Written By:
lprent - Date published:
9:28 am, October 8th, 2009 - 7 comments
Categories: auckland supercity, public transport, Unions -
Tags: infra
Well the intransigent owners and managers of Infratil / NZ Bus finally went on strike this morning in their quest for higher profits. They locked out the bus drivers for threatening to abide by their contract. This is causing widespread chaos amongst other businesses as their employees are unable to get to work. We just dispatched a car into town to pick up some stranded employees.
In many areas of Auckland, there are alternate bus companies (who pay their employees more than NZ Bus) who will be getting bonus passengers. Because of the separation of bus routes between companies there are whole areas of Auckland that will not be covered by buses this morning. The ARC and whatever the super-shitty council winds up as being should make sure that that there are several bus companies covering the same areas to reduce the industrial issues.
The traffic on the motorways is heavy and liable to be getting a lot heavier as the passengers get out of busses and fill the car lanes. Not to mention that getting parking today is going to be chaotic.
Earlier this year I decided to stop driving to work. The cost of parking was getting excessive, the traffic was driving me nuts, and I wound up with at least an hour per day of frustrated radio listening. Some days this would be closer to 2 hours if there was a jam morning and evening. Not to mention getting more and more paranoid about idiot drivers on the road after getting rear-ended.
The buses were a haven. No parking issues. I could read my iPhone on the way to and from work. There was a coffee shop where I changed buses. It was only slightly slower than taking a car, despite having to change buses in town. There are bus lanes almost the whole way so I can look down on cars stuck in traffic jams. The maxx website was moderately accurate about linkages. (I’d love to revise some of the maxx algorithms – I can out-perform it for both ‘convienience’ and ‘quickness’).
I wasn’t alone. On the buses I use, patronage has been going up massively in the last 6 months. Where there were nearly empty buses, they are now half full. Where they were half full, they are now full, and where they were full there isn’t standing room any more.
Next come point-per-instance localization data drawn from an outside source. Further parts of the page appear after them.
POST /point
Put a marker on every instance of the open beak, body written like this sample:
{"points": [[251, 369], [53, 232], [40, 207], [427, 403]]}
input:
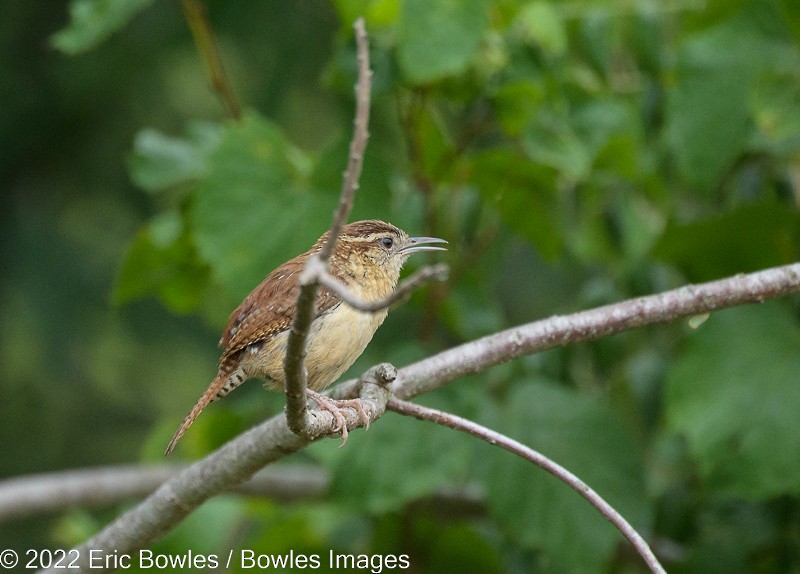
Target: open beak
{"points": [[422, 244]]}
More motorways in Auckland simply make little economic sense, we need a better public transport system. It’d cost less, be more flexible over the long term, and generally free up our existing roads for the transport of goods and services.
Of course our minister of transport Joyce doesn’t see it that way. To me, the question arrives is where have those anonymous donations to the national party coffers come from? Road construction and suburb developer companies perhaps?
I had a look at my available bus routes this morning. I could have gotten buses to work. It would have involved 3 buses and taken at least 80 minutes (if I was lucky) compared to my usual 30-40 minutes. I took a taxi because the cost and aggravation of driving and parking was greater than the taxi fares.
The server will be getting hardware changes this evening starting at 10pm NZDT.
The site will be off line for some hours.
I hope that the ARC/ARTA/COUNCILS get of there collective butts and force NZ Bus to sort their act out.
i heard Mike Lee this morning saying NZ Bus should be fined for the non-provision of services and cost to the Auckland economy.
sounds like a fair idea to me.
Of course he doesn’t – if you remove cars from the roads the cross subsidies that allow road transport to be economic will disappear and he won’t get all those $$$ from the Road Transport Forum.
ARTA are saying they’ll withhold around $160,000 worth of subsidies for each day that NZ Bus does not operate its services.
I agree on the Joyce issue, the guy is seriously out of touch with reality when it comes to his roads fetishism. The Road Transport Forum must be paying him some seriously big dollars for the crap he’s peddling.
Are NZBus locked into existing contract prices with ARTA for the routes they operate.
And then would a possible resolution be that the pay is agreed to at a certain rate until those service contracts expire, then negotiate new rates for future contracts should they win the next tender round.
Because I think this dispute is about a lot more than pay. It is about collective contracts and I believe that it is in a large part about the union wanting to dictate the terms of a new collective contract. It seems to be about a lot more than just pay rates and it has been dragging on for a long time.
When you have a situation where a union is prepared to drag out contract negotiations for five months then there is some ulterior motive going on.
By “a union” I assume you mean the 900 workers who are union members and who vote on the claims, who vote on who of their peers is on the bargaining team, who vote on whether to accept or reject the offers from the company, who vote on whether to take industrial action and, if so, who vote on what industrial action to take?
What ulterior motive do you think these 900 workers have? I’d really like to know.